Are you passing in an IDataReader and not a DataTable to SqlBulkCopy.WriteToServer?
Thats correct. That would be goal of using CsvDataReader not to read whole file to memory as file can be very large.
Ok. In that case we have no clue what the types are. There will need to be some way to specify a mapping or definition of indexes/names to types. Do you know what methods get called during a bulk copy besides object GetValue(int index)?
my observation was that only object GetValue(int index) is called and obviously Read. I would say index based dictionary with type converter would do a job in the begining.
I'm trying to think of the best way to do this. If it doesn't use int GetOrdinal(string name), it would be pretty simple to just pass in an IDictionary<int, Type> to the constructor that maps the index to the type. If the name is used, it would need to be a little more complex. I don't have SQL Server installed... I looked at the source and I'm only seeing is FieldCount, Read and GetValue. There could be others though. Would you be able to create an IDataReader class and see what is called? Just leave the implementations as throws and fill them in as they get called. You could just take the CsvDataReader source too and set breakpoints.
Can confirm that from my observation only FieldCount, Read and GetValue being used.
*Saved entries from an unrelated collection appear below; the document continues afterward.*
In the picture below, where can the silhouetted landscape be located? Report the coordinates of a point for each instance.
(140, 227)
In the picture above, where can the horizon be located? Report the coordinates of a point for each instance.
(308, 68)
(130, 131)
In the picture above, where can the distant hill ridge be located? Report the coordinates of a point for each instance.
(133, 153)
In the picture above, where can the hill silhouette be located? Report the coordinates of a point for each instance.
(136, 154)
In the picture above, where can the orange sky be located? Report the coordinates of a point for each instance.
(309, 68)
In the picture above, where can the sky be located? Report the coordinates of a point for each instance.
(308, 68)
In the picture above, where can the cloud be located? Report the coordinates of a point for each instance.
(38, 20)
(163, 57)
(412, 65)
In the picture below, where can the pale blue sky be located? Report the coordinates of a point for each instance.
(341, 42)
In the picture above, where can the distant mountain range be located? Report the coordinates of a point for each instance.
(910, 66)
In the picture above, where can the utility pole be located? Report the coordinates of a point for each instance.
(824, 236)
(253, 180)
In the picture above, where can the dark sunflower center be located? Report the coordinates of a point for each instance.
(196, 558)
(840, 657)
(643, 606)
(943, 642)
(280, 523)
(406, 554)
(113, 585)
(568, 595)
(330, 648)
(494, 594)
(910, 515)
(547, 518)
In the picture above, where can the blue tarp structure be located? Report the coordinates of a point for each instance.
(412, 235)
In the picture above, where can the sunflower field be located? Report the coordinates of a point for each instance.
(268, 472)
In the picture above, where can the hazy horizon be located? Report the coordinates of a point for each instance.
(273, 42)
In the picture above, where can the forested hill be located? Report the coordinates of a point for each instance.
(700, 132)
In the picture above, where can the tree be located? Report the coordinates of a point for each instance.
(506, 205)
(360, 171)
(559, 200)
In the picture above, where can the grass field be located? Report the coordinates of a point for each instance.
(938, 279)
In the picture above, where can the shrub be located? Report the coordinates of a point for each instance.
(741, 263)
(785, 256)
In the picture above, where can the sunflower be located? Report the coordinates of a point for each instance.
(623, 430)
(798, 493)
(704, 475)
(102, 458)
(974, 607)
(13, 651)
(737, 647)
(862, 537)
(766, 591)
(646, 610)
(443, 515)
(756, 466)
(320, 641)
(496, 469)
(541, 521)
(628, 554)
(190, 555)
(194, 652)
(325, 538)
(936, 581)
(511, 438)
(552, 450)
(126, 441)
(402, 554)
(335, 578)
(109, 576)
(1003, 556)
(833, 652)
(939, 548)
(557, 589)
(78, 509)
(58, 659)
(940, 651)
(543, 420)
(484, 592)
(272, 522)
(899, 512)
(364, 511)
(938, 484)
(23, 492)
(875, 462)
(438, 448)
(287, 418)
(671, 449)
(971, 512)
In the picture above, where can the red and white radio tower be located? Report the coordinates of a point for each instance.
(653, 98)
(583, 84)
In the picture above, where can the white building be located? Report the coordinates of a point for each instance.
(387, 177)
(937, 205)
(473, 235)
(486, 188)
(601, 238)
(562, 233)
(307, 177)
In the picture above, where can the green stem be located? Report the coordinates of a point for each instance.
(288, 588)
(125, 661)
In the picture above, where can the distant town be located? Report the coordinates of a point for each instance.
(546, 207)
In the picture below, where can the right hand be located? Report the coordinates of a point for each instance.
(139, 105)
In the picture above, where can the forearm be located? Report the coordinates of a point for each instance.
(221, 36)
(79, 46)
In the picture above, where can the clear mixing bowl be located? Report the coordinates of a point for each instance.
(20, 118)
As per providing converters, since we have facility in CsvReader to read header and identify columns, we can have another overload which takes column names and converters and then resolves to their respective indexes...
I'm also interested in this feature. Have a 4GB csv file I'm importing using CsvDataReader and SqlBulkCopy and some rows may have bad data. Any update or workarounds?
Did you end up coming up with a solution? I have the exact same issue with using CsvDataReader and SqlBulkCopy. I may end up writing an adapter around CsvDataReader like so:
public CsvDataReaderAdapter(CsvDataReader reader, IDictionary<string, Type> nameToTypeMapper)
and then handle checking the type and converting to the correct object in public object GetValue(int i)
I would be curious if you found a better way to do this?
I'm curious as well.
Turns out in order to correctly specify types you just need to return a DataTable containing the destination schema from the GetSchemaTable method in IDataReader. I've submitted a PR #1435 which allows a schema DataTable to be specified in the constructor which seems to do the trick.
PR 1435 helps a lot, but still doesn't account for type conversions. Maybe it's the version of SqlBulkCopy that I'm using, but it does not call any of the Get(type) methods.. Instead it only ever calls GetValue(ordinal).
I was able to fix this for my situation (loading 0/1 into bit fields as false/true) by copying the CsvDataReader class and changing the GetValue method to:
public object GetValue(int i) { if (IsDBNull(i)) return DBNull.Value;
if (GetFieldType(i) == typeof(int)) return GetInt32(i);
if (GetFieldType(i) == typeof(bool)) return GetBoolean(i);
return _csv.GetField(i) ?? string.Empty;
}
This looks up the type from the schema provided in the constructor and calls the appropriate Get(type).. which then allows the underlying csvReader to use the type converters and lists (e.g., I had to add 0 to BooleanFalseValues and 1 to BooleanTrueValues). Without the change to GetValue, adding those things to the TypeConverterOptionsCache alone did not work.